Subgroups and sensitivity considerations

Providing that there is sufficient information, we will consider comparisons of several subgroups: (1) study types, (2) paramedics and nurses, (3) different countries, (4) transitions in care at triage and bedside, and (5) barriers and facilitators. We will also conduct a sensitivity analysis to examine the influence of studies with a low quality rating on the robustness of review findings. [35, 36] To do this, our synthesis (with all studies) will be compared post hoc to a synthesis without the methodologically weak studies within NVivo 11 using source classifications/attributes. The criteria or threshold for low quality (e.g., data collection method, sampling) will be established a priori. This comparison can provide insight into whether the low quality studies contribute unique information and how they may impact the generalizability of the findings. [35]

Integrated knowledge translation

We are using an integrated knowledge translation [37] approach for this review. Our multidisciplinary team includes representative knowledge users who are frontline healthcare professionals, health system decision-makers, knowledge synthesis methodologist, information scientist, researchers (nursing, emergency medicine, EMS, health science), and trainees. Our team co-developed the review question and protocol and will continue to be involved throughout the entire process, including developing a knowledge translation plan to accelerate the uptake of the findings of the review. This strategy will detail the audiences, strategies with anticipated timing, key messages and activities, targeted venues, and measures of success. The findings of this review will be disseminated through multiple mechanisms: (1) open access publication; (2) presentations at targeted scientific conferences (e.g., Western Emergency Department Operations Conference); (3) presentations to provincial decision-makers and healthcare professionals through the Emergency Strategic Clinical Network; (4) meetings with EMS, manager, and nurse educators in local EDs; and (5) infographic representing meaningful information about transition in care.

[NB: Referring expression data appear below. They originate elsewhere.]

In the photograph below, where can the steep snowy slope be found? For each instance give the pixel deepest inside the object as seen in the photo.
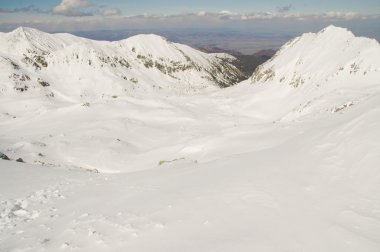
(76, 68)
(314, 73)
(266, 165)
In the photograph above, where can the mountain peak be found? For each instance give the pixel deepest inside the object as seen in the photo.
(334, 30)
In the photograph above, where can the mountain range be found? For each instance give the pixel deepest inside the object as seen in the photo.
(147, 145)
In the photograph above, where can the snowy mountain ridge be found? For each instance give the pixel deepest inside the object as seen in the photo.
(287, 160)
(318, 72)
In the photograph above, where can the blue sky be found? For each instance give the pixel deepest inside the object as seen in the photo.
(271, 16)
(132, 7)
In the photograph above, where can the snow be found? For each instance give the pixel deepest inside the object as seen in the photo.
(261, 166)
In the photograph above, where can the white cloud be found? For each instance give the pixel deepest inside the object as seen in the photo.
(72, 7)
(109, 12)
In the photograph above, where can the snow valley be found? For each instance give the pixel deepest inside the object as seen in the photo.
(148, 145)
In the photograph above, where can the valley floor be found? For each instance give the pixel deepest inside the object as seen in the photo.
(198, 173)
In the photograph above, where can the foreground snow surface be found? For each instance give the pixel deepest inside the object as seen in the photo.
(195, 173)
(286, 161)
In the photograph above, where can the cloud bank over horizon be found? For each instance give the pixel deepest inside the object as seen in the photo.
(91, 15)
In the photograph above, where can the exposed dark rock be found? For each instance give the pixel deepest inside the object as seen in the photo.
(3, 156)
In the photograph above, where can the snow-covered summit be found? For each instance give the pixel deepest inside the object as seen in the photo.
(315, 73)
(330, 55)
(80, 68)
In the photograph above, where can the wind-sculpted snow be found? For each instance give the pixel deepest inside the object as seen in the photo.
(264, 165)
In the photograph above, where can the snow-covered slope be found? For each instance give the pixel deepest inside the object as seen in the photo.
(265, 165)
(319, 72)
(70, 67)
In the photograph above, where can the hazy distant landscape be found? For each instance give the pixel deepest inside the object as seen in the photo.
(234, 41)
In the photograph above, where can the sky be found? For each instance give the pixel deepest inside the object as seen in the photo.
(271, 16)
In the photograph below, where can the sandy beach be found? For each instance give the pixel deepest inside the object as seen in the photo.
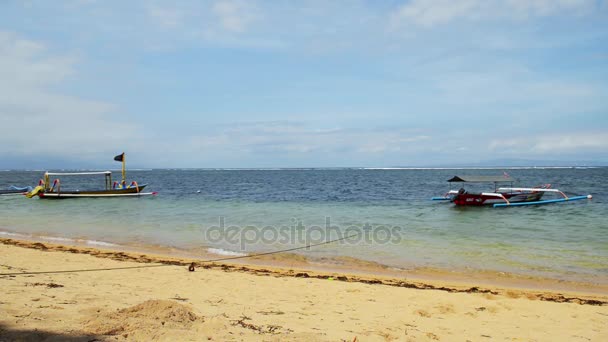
(151, 297)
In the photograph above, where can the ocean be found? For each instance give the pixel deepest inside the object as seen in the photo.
(385, 216)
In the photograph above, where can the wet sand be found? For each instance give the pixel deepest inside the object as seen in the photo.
(155, 297)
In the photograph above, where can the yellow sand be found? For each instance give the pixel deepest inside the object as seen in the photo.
(246, 303)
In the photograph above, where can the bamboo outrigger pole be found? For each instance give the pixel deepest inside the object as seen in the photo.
(121, 158)
(124, 170)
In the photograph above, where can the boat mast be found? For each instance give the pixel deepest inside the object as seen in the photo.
(121, 158)
(124, 171)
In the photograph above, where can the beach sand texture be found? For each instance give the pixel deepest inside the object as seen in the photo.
(238, 303)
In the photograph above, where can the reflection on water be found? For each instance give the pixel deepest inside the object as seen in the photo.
(566, 241)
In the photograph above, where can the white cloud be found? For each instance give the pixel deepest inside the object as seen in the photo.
(553, 144)
(235, 15)
(430, 13)
(37, 121)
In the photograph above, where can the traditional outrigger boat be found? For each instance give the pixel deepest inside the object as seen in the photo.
(13, 190)
(502, 196)
(112, 189)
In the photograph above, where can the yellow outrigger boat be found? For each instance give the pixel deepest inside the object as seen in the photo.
(48, 190)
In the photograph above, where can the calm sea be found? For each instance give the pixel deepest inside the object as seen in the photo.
(389, 212)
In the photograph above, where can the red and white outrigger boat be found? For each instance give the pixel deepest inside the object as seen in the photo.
(502, 196)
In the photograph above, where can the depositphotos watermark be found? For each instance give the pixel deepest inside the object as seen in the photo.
(301, 235)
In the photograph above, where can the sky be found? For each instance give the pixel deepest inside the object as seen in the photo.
(231, 83)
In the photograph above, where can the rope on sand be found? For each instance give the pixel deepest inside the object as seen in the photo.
(191, 266)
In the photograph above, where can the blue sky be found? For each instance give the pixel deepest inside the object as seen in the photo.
(302, 83)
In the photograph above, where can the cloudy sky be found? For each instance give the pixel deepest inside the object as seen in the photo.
(230, 83)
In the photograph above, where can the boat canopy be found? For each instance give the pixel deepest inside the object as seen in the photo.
(481, 179)
(78, 173)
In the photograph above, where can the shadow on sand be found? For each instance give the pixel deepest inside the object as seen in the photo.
(14, 334)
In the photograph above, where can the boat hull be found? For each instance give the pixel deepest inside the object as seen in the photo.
(12, 192)
(475, 200)
(128, 192)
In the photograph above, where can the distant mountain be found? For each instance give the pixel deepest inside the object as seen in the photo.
(529, 163)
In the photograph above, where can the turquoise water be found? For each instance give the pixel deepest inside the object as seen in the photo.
(398, 225)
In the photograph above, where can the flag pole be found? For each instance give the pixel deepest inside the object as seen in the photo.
(124, 178)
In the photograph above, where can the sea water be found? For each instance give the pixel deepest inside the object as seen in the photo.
(386, 212)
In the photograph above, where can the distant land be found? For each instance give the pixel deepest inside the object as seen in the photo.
(528, 163)
(64, 164)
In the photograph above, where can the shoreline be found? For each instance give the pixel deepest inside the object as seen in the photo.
(493, 283)
(135, 296)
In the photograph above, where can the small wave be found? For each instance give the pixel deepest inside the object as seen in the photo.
(220, 251)
(86, 242)
(13, 234)
(53, 238)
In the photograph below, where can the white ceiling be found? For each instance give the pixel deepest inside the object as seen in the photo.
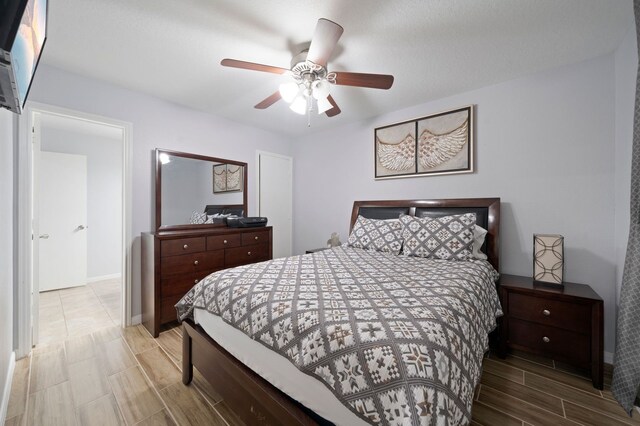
(434, 48)
(79, 126)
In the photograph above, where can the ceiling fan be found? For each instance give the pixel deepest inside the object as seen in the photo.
(310, 78)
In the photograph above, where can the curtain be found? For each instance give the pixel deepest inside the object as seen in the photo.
(626, 372)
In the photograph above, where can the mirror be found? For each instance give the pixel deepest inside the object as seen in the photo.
(195, 191)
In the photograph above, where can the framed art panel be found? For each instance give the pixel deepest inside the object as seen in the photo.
(437, 144)
(396, 150)
(219, 178)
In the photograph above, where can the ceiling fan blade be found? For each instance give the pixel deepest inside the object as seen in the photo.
(234, 63)
(266, 103)
(333, 111)
(324, 41)
(374, 81)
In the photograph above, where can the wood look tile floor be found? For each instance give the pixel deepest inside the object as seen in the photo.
(78, 311)
(117, 376)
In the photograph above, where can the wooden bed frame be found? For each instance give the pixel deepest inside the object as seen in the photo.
(254, 399)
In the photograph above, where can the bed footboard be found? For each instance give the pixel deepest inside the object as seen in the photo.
(251, 397)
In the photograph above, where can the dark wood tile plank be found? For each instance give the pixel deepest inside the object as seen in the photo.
(550, 373)
(590, 417)
(487, 415)
(578, 397)
(502, 369)
(521, 409)
(525, 393)
(159, 419)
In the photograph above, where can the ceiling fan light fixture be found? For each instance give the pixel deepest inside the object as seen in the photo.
(299, 105)
(320, 89)
(289, 91)
(323, 105)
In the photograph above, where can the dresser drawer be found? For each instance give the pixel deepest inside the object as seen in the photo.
(218, 242)
(182, 246)
(180, 284)
(196, 262)
(551, 341)
(556, 313)
(256, 237)
(243, 255)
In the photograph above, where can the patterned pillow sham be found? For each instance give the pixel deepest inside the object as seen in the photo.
(447, 237)
(373, 234)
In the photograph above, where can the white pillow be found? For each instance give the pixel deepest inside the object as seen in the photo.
(479, 234)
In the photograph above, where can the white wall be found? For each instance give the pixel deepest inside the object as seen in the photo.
(6, 248)
(626, 68)
(104, 194)
(544, 145)
(156, 124)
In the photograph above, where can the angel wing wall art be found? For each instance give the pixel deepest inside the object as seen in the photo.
(438, 144)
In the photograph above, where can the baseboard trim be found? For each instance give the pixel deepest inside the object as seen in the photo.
(103, 277)
(7, 388)
(608, 358)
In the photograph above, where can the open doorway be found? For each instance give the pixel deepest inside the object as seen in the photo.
(79, 268)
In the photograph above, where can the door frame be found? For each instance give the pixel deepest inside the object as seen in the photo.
(25, 196)
(286, 157)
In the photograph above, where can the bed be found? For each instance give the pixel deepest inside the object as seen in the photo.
(343, 335)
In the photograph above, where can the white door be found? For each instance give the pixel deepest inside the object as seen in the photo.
(275, 202)
(62, 217)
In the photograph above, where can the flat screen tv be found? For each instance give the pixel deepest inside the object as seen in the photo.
(23, 32)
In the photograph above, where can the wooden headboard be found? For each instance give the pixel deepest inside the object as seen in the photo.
(487, 212)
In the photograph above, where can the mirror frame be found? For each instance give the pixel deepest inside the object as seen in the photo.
(158, 183)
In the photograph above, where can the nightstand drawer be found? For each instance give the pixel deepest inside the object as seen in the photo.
(550, 341)
(569, 316)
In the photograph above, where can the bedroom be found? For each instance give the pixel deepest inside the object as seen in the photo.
(554, 144)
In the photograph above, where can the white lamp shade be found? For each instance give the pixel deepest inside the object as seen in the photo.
(320, 89)
(289, 91)
(299, 105)
(324, 105)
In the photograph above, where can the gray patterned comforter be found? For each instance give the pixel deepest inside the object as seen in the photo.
(399, 340)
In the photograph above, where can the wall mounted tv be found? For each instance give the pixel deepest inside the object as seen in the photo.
(23, 32)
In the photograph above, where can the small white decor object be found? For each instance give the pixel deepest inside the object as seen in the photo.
(334, 241)
(548, 258)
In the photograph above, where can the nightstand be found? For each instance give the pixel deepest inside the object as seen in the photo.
(315, 250)
(563, 323)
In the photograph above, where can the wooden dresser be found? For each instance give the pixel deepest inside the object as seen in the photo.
(564, 323)
(173, 261)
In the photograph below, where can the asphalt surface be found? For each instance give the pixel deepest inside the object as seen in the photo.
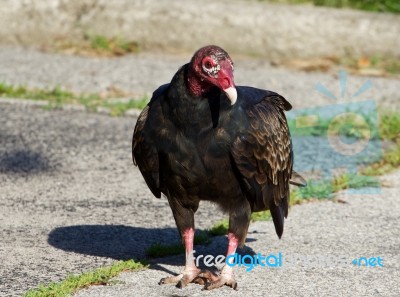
(71, 200)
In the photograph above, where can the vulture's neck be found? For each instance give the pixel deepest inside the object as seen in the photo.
(196, 86)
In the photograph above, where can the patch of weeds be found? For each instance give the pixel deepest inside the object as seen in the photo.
(316, 189)
(73, 283)
(57, 97)
(114, 46)
(389, 125)
(347, 125)
(353, 181)
(392, 6)
(389, 162)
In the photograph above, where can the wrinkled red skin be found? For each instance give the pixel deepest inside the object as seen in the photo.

If indicated by the findings, this review will also inform the development of a communication transition tool to facilitate transfer of essential patient information in a consistent manner.

Discussion

The findings from this systematic review will result in an in-depth understanding of the factors and interventional strategies that lead to improved communication and decrease in adverse events. To date, although EMS and ED nurses generally exhibit good working relationships, there is also a level of mistrust and sense of not being heard [1, 2]. Our review findings can inform the potential design and development of an evidence-informed transitions in care tool that ensures efficient transfer of accurate patient information, continuity of care, enhances patient safety, and avoids duplication of services. A standardized research-based approach to transitions in care would ensure that there are clear expectations of what information should be communicated and how. Given that ED triage nurses control access to the ED and are responsible for assigning priority to be examined and treatment space to arriving patients [15], efficient and accurate transitions in care at the initial point of contact with the ED can improve flow and optimize the use of ED resources. Ultimately, a standardized approach to transitions in care ensures that patient expectations and needs are communicated, thereby making ED care more responsive to patient needs.

The potential heterogeneity of the literature including varying study designs, study quality, and outcomes reported may constrain our ability to draw consistent and clear conclusions on the outcomes. Regardless of study heterogeneity, this systematic review will provide a meaningful analysis regarding the existing evidence on transitions in care between EMS and ED nurses and identify areas for future research.